5 Conclusions and Future Work

The current version of LibRob allows the users to be successfully guided towards the book they are looking for. Nevertheless, further improvements are still possible, some of which were already implemented as separate functions. A face recognition algorithm was developed to detect faces of the users through the tablet’ s webcam to track their face position and allow LibRob’s eyes to follow them. This functionality has the potential to capture the users’ attention and make them feel even more engaged when interacting with LibRob. Another feature that was not tested in this first prototype is the use of elevators. However, in its current version LibRob is able to understand when it has arrived to the correct floor as well as entering the elevator and updating the floor map once reaching a new floor. The reason why it was not evaluated in our experiment is due to the lack of an internet connection in the elevator, which is fundamental for the speech recognition package to operate. Pocketsphinx, an offline speech recognition package, was also tested, however the accuracy of the speech recognition was considerably degraded. Finally, some participants suggested the inclusion of a tool to point to the queried book in order to further reduce the time spent looking for it once the shelf has been reached. In order to do so, a method to recognise the book codes on the shelf together with an orientation-controlled laser, the robot could be able to point at the right book.

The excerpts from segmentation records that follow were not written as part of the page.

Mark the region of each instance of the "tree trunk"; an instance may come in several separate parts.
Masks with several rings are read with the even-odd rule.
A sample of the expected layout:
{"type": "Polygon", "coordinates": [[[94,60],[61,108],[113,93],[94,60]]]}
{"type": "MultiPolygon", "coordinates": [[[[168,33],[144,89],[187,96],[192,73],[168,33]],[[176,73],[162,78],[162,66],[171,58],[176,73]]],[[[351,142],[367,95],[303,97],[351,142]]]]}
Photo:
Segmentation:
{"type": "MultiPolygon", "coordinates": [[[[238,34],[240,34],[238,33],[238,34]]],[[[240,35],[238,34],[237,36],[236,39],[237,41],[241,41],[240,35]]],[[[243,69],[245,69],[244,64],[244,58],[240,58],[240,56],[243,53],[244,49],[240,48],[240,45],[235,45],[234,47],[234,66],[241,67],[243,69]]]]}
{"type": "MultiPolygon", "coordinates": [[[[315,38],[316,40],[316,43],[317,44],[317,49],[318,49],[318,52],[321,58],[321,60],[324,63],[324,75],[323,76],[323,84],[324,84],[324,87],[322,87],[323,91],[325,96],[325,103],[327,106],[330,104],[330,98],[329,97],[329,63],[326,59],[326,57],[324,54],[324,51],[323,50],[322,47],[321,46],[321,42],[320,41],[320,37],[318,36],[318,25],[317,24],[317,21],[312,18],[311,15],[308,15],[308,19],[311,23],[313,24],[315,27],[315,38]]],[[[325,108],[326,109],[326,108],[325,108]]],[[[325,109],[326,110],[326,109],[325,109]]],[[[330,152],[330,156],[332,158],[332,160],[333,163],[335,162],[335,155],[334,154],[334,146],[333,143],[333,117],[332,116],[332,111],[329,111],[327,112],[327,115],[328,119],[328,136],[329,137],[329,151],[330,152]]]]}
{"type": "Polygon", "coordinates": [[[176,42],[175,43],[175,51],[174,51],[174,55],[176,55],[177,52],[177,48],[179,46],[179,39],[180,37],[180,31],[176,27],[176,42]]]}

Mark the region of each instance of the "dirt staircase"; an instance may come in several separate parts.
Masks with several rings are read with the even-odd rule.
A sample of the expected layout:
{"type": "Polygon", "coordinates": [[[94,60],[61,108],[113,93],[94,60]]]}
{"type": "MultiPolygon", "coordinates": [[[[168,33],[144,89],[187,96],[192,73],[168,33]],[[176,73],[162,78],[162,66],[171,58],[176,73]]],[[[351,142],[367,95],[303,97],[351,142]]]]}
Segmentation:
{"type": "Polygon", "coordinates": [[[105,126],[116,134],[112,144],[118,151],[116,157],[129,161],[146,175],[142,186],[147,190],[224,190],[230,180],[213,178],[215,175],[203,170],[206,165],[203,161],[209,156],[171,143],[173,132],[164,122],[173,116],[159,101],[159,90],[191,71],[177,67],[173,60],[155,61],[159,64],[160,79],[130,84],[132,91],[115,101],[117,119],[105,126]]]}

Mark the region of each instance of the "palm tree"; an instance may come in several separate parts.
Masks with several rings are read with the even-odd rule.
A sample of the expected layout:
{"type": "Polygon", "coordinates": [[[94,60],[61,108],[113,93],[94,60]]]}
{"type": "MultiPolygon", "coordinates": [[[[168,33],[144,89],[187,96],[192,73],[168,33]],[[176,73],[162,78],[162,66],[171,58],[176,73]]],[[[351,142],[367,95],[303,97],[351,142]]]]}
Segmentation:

In conclusion, LibRob has been successfully implemented and tested. With the results obtained, we confirmed that the time taken for students to locate a book was significantly reduced when they were using LibRob. Furthermore, the users were overall more satisfied with their experience. In addition, the feedback obtained indicates that many users were happy with the GUI, found it intuitive and felt it enhanced their experience with the library system. While test participants were all Imperial College students and not representative of the general public, we have hopefully demonstrated sufficient evidence that our approach is an efficient solution for this type of application.